Saya sampai menemukan sebuah
pemikiran, “bahwa kita hidup untuk mencari keterbatasan. Bukan mencari kebebasan.”
Sama halnya jika kita berpikir, pernahkah kita merasa baik untuk satu hal? Tidak
akan pernah kan. Bahwa manusia akan selalu diuji dengan beberapa ketakutan
dalam hidupnya. Miskin, lapar, mati dan lain sebagainya.
***
Mungkin saat itu, saya sedang
terlena dengan beberapa kenyamanan dalam hidup. Berada di rumah dengan
ekspektasi, “jika lapar tinggal ke meja makan untuk makan.“ tapi kenyataannya? Saya
masih saja mengeluh dan ngumpat kasar.
Berbeda saat saya berada di hutan
dengan persediaan logistik yang minim. Seperti dihari terakhir saat saya
memutuskan untuk turun gunung argopuro, tanpa disangka perbekalan yang kian
menipis. Hanya ada serbuk biskuit melempem
yang hampir tak meninggalkan rasa. Tetap saja, sisa makanan itu begitu nikmat
saat berada di jalur pendakian. Tidak ada pilihan lain untuk bertahan hidup saat itu.
Sawang-sinawang. Melihat rumput tetangga lebih hijau dari rumput
sendiri. itu menyebalkan.
Kemudian saya memikirkan beberapa
pengalaman yang sudah terjadi, saat saya ditempatkan pada posisi kekurangan,
seperti minimnya isi dompet. Saat itu saya hanya berpikir, bagaimana mengelola
dan bertahan dengan kondisi itu. Kemudian roda berputar, menempatkan saya
dengan kondisi yang Alhamdulillah cukup dan terkadang berlebih, malah bukan
rasa syukur. Dengan takabur menyiapkan beberapa list kebutuhan ini dan itu,
yang jika dipikir kembali adalah kebutuhan tersier.
Jika sudah demikian, saya kembali
melihat ke lingkungan keluarga, dan beberapa orang yang masih belum seberuntung
saya. Melihat kembali beberapa catatan di dalam buku jurnal harian yang sering saya bawa.
Secara sederhana, melihat dengan hati. Bahwa perilaku yang sekiranya
berlebihan, dan sesuatu keinginan yang berlebihan akan membuat diri kita lupa. Lupa
akan arti hidup yang sebenarnya ada keluarga kita yang makan saja masih sukar,
dan beberapa orang untuk tidur saja masih mencari.

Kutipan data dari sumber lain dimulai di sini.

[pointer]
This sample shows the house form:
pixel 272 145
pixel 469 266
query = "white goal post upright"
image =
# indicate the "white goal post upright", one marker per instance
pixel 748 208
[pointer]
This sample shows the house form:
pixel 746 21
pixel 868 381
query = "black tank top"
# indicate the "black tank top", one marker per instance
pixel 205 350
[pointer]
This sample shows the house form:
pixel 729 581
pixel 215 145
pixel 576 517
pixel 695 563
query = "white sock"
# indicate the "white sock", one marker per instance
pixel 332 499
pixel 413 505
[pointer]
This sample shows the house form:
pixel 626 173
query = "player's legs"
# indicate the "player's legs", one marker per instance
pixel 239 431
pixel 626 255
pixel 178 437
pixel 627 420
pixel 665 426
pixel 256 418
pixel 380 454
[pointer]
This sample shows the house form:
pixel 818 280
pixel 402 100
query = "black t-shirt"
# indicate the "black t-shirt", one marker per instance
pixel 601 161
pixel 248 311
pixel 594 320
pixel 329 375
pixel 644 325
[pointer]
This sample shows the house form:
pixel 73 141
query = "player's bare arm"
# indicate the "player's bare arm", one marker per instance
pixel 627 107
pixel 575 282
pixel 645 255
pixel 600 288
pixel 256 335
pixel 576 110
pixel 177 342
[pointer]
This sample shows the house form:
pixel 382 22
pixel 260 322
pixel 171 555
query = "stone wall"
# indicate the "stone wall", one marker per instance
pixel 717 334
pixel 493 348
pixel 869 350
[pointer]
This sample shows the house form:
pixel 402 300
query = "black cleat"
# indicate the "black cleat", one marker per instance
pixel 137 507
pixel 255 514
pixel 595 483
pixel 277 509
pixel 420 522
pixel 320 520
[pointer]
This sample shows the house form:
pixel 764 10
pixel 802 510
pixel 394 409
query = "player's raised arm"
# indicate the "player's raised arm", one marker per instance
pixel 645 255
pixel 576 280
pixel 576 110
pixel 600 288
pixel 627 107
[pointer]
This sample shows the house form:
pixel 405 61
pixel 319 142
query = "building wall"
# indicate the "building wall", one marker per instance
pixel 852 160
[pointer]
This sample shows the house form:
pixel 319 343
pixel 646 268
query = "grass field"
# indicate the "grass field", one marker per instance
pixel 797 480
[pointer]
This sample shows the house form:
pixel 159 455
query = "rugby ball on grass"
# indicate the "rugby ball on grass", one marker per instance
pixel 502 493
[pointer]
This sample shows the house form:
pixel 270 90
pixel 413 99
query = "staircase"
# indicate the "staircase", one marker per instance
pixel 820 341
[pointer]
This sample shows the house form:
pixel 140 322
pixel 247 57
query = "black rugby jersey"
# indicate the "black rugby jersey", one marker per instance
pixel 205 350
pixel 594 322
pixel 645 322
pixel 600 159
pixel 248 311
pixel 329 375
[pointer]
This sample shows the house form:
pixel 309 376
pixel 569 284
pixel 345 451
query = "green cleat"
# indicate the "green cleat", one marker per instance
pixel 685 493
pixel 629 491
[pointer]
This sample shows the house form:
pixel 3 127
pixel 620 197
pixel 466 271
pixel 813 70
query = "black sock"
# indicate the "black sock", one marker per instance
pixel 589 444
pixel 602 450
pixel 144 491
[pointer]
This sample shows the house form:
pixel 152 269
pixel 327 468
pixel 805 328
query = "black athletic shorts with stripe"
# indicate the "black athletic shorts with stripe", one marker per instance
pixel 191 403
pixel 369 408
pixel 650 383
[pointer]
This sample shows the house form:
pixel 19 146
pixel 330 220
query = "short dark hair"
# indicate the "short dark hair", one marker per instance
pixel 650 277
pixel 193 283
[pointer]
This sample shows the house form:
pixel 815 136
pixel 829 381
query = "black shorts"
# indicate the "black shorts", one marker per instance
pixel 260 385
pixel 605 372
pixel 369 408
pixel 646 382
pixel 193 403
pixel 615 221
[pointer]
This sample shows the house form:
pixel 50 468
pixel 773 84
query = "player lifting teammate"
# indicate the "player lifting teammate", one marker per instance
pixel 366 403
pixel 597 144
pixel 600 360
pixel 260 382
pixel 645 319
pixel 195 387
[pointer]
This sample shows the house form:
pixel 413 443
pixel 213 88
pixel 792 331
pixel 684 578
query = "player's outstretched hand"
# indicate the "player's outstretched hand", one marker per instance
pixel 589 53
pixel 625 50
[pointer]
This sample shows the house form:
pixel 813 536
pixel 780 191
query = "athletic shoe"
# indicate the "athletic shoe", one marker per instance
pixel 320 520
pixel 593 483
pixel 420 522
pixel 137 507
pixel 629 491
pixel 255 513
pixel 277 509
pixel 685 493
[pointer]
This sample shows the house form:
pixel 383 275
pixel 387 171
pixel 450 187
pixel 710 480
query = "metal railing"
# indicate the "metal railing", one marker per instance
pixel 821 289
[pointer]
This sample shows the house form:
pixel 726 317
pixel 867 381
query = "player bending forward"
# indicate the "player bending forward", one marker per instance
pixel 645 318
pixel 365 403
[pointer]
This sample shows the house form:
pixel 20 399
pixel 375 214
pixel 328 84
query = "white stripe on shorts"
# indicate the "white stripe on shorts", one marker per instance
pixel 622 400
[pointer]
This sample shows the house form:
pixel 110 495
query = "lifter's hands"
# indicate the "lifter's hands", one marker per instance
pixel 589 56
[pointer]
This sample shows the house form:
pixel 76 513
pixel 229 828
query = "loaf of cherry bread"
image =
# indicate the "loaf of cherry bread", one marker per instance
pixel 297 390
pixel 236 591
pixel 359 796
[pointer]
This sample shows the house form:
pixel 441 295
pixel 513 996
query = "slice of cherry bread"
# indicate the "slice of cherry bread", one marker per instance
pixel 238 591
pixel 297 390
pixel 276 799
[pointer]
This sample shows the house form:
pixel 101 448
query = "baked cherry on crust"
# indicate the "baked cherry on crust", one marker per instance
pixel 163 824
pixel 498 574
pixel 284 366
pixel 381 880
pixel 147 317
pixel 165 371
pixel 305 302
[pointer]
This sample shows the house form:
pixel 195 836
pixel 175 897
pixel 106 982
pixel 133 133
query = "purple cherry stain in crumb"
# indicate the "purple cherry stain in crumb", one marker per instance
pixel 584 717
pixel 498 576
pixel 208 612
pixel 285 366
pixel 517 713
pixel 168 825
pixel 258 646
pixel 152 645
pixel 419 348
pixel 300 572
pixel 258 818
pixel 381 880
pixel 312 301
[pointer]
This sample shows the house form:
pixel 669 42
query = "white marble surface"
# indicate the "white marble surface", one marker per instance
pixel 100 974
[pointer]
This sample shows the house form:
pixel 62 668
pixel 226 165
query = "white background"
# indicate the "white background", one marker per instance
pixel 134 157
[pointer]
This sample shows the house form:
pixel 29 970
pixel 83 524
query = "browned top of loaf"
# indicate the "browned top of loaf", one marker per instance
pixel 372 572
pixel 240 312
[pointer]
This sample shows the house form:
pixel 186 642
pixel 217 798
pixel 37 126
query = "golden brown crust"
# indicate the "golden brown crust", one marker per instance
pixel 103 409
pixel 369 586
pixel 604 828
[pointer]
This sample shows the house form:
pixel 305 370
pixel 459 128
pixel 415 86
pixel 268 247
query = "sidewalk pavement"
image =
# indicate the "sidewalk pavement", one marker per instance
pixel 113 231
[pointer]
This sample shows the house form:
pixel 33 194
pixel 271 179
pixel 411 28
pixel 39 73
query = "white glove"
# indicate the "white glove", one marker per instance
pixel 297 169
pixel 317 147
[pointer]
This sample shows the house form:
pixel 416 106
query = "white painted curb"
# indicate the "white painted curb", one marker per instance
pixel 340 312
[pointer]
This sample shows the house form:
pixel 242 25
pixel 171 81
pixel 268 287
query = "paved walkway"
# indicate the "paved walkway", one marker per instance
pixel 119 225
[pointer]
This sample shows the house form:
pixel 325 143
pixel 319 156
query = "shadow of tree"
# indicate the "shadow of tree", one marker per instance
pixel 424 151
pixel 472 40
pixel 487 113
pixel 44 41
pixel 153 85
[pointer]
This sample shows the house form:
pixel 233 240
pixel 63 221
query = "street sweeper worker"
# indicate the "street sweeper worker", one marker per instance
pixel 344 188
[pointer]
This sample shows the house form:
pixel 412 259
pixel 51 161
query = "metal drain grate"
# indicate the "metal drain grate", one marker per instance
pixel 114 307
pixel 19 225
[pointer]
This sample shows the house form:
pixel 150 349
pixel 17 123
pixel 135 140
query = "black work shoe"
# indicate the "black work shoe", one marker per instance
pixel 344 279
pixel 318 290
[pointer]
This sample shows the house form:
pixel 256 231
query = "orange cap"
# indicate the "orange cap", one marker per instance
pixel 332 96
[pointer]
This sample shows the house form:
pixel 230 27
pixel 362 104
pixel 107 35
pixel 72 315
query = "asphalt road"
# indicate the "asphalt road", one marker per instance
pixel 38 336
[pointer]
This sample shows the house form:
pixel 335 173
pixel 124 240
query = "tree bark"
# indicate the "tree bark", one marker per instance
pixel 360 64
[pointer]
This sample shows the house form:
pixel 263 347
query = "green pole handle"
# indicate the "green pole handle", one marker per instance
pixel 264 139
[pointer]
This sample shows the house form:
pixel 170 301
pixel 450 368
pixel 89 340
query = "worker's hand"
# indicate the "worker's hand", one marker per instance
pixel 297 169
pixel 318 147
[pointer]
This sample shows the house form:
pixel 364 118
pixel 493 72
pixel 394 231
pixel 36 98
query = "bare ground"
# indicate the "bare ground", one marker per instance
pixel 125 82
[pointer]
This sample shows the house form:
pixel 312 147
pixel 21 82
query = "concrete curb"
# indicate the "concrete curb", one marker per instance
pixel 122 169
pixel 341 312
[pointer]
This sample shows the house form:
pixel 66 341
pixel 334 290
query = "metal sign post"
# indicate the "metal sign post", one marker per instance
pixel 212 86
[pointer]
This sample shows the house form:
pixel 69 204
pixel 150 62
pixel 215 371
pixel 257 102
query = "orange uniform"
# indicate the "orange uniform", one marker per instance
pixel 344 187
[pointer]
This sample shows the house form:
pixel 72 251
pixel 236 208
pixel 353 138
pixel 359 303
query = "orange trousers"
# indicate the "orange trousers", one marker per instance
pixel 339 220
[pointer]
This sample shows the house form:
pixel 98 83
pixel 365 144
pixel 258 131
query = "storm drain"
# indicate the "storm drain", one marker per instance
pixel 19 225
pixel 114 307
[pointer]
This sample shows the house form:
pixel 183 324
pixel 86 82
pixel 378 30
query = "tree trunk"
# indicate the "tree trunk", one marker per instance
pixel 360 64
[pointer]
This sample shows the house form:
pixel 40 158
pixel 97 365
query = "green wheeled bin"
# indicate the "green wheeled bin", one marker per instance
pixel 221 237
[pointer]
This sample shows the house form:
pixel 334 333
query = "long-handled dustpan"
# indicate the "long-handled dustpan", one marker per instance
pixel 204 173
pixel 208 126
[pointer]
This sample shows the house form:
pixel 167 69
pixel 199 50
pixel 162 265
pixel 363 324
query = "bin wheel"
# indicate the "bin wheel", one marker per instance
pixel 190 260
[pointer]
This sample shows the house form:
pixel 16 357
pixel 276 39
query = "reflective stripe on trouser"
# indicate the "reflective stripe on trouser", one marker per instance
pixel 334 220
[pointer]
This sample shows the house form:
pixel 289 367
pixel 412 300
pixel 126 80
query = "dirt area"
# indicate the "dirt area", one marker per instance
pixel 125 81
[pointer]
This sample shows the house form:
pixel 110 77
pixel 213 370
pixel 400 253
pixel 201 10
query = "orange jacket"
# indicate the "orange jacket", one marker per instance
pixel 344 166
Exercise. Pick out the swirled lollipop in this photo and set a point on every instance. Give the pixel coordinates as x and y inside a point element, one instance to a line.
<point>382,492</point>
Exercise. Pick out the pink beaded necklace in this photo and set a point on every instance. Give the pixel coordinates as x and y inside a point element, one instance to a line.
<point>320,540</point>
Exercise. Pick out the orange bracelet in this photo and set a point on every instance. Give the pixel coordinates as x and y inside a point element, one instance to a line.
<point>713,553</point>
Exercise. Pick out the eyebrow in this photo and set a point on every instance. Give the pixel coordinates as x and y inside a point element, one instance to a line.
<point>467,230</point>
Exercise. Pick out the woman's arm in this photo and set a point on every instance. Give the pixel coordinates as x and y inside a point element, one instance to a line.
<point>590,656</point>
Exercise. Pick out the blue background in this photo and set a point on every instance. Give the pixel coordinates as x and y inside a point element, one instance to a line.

Tuhan, di tahun yang masih baru
ini. Ijinkan saya kembali kepadamu (lagi), ijinkan saya untuk kembali ke
beberapa hal yang sering terlupakan untuk menjadi sederhana. Bahwa kata-kata, “bahagia
itu sederhana” tidak hanya menjadi slogan hidup, bertebaran di media maya untuk sebuah eksistensi belaka. Namun tetap mengakar kuat,
untuk sebuah tujuan hidup yang lebih mulia. Bersahaja dalam karya, bermanfaat
di setiap persahabatan.
Ternyata memang benar kata orang,
“bahwa makanan terenak adalah saat perut kita merasakan lapar.” Sederhana saja.